Related: Protect The Oil: Trump’s Top Priority In The Middle East

Aramco IPO goes forward. After years of delay, Saudi Arabia finally gave the go-ahead for the Aramco IPO. The prospectus for the company will be released on November 9, with the public offering launching in December. Saudi officials have long demanded a $2-trillion-dollar valuation, but most analysts believe that is overly-optimistic. Wall Street banks have given a wide range for the valuation. Goldman Sachs said Aramco could be worth somewhere between $1.6 and $2.3 trillion.

A wave of unprofitable oil about to hit the market. A wave of investment in offshore oil drilling in the early part of this decade is coming online now, and many of the projects may not turn a profit because they were given the greenlight when oil prices traded at around $100 per barrel.

Keystone pipeline remains offline. The source of the leak in the Keystone pipeline has still not been identified, according to U.S. regulators. There is no estimated timeline for a restart of the damaged pipeline. More than 9,000 barrels of oil spilled last week. Prices for Western Canada Select (WCS), a heavy blend of oil in Canada, fell sharply, dropping to a $22-per-barrel discount relative to WTI, the highest in nearly a year.

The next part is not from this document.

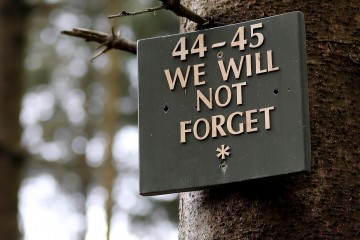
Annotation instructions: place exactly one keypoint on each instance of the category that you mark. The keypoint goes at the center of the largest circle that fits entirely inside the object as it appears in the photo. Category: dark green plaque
(223, 105)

Germany to hike EV incentives. Germany agreed to increase cash incentives for electric cars by 50 percent, rising to as much as 6,000 euros ($6,680). The Germany auto industry will cover half of the subsidy. The changes will be enacted this month and run through 2025, according to Bloomberg.

U.S. associated gas production is soaring. A growing portion of U.S. natural gas production is coming from associated gas in the Permian.

Chesapeake warned that it might be forced out of business. Shale gas giant Chesapeake Energy (NYSE: CHK) warned that it might not stay in business of oil and natural gas prices remain depressed. On Tuesday, Chesapeake said there is “substantial doubt” about its ability to continue as a going concern if prices don’t rise.

Global auto industry slump weighs down economy. The slump in the global auto industry is impacting the broader global economy, as lengthy and interconnected supply chains feel the effects of reduced sales. Last year, the auto sector contracted for the first time since the financial crisis a decade ago.

Norway’s central bank warns on climate. The Norwegian central bank warned about the risk to the country’s finances from climate change and said that the risk should be incorporated into the assessment of banks’ systemic risks.

Related: How Much Oil Is Up For Grabs In Syria?

Fracking halted in UK. The British government will impose an immediate moratorium on fracking due to the uptick in seismic activity. “We cannot be certain that shale gas can be extracted safely, and therefore we must impose this moratorium until the science changes,” UK Business Secretary Andrea Leadsom said.

ANWR lease sale unlikely this year. The Trump administration had promised to hold a lease sale in the Arctic National Wildlife Refuge (ANWR) before the end of the year, but that goal looks increasingly out of reach. Still, some analysts say that if done well, the changes to ANWR could be more permanent. “A couple of extra months is probably a prudent move so that you get it right,” Andy Mack, a former Alaska commissioner of natural resources, told Alaska Public Radio.

Oxy to cut spending to pay down debt. Occidental Petroleum (NYSE: OXY) announced plans to cut spending by half in the Permian to help reduce its debt load. The company is trying to fix its balance sheet after its massive acquisition of Anadarko Petroleum. Oxy’s capex for 2020 will be limited to $5.5 billion, down from $9 billion last year. The company’s share price was down by more than 4 percent during midday trading.

Shell under fire for potential buyback delay. Royal Dutch Shell (NYSE: RDS.A) said that it might delay its share buyback program because of deteriorating macro factors, leading to a 4 percent drop in the company’s shares last Friday, even as it has regained some of that lost ground. Some analysts saw the warning as damaging to the company’s reputation. “Management credibility has now been strained,” Jefferies analyst Jason Gammel said, according to Reuters. He maintained his “buy” recommendation on Shell, “with somewhat less enthusiasm.”